Unterwegs.
Jedesmal wenn ich zu Besuch komme zu Dir.
Wieder einen kleinen Teil von meinem Hab und Gut zu packen.
Jedesmal wenn ich die schwere Holztür zum Garten öffne, die klemmt.
In den Geruch von Flieder trete.
Vorbei an den ewigen Sammelecken von Bauresten und gefundenem Material.

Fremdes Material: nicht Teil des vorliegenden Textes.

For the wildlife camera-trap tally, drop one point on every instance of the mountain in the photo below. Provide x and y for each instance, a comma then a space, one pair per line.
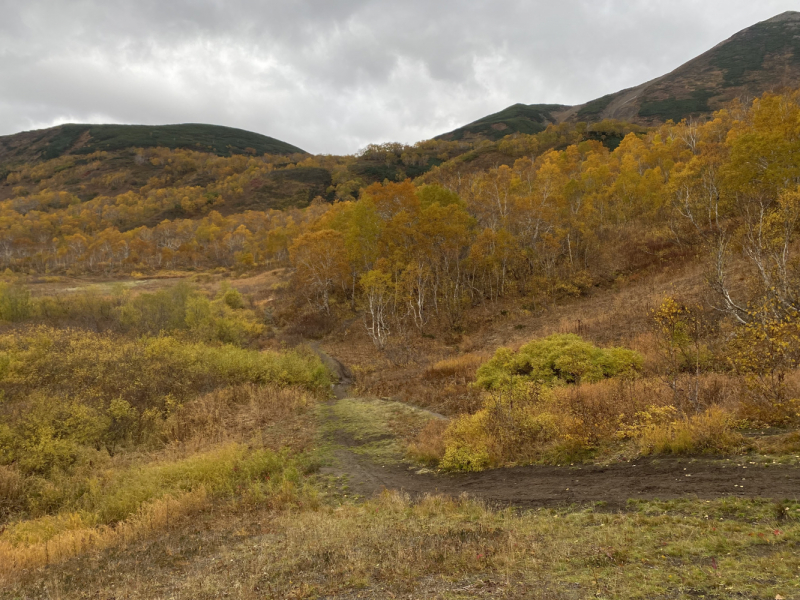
519, 118
51, 143
758, 59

Die im Regen liegen gelassen und verwittert auf irgendeinen nächsten Mülltransport warten.
Schleiche ich mich ungesehen in den Garten.
Für einige Minuten.
Atme ich Heimat.
Zuhause.
Im Haus lege ich meine Tasche ab.
Hänge die Jacke an den Haken.
Füttere den Hund.
Möchte uns einen frischen Kaffee kochen.
Mit dir in der Gartensonne sitzen.
Hören wie es dir geht.
Dir von meinen Erlebnissen berichten.
Abends mit dir spazieren durch die Pferdewiesen.
Oder ein Hähnchen grillen mit echtem Holz in der neuen großen Feuerschale.
Die unbenutzt in einer Ecke liegt.
Im Gartenbett einschlafen neben dir.
Aufwachen neben dir.
Mit dir frühstücken.
Als wäre nichts gewesen.
Als käme ich von einer etwas längeren Reise nach Hause.
Zurück zu dir.
Als wären wir aufgewacht aus einem seltsamen Traum.
Der Hund springt vergnügt durchs hochgewachsene Gras.
Ich hänge unsere nasse Wäsche an die frische Luft.
Du liest Zeitung.
Dann male ich eines der angefangenen Bilder weiter.
Bei Sonne im Garten.
Bei Regen in der blauen Holzhütte.
Vielleicht musst du heute keine Rede halten und bleibst bei uns, liest oder wühlst mit deinen Händen in der Gartenerde.
Gegen Abend.
Kurz vor Einbruch der Dunkelheit.
Ziehe ich los ins Atelier.
Mit zu voll beladenem Drahtesel.
Den ich nur noch schieben kann.
Weil wir beide beschlossen haben, uns zu trennen.
Weil wir beide zu stur sind, den Entschluss zurückzunehmen.
Weil du sagst, dass mein Umzug bald ein Ende haben muss.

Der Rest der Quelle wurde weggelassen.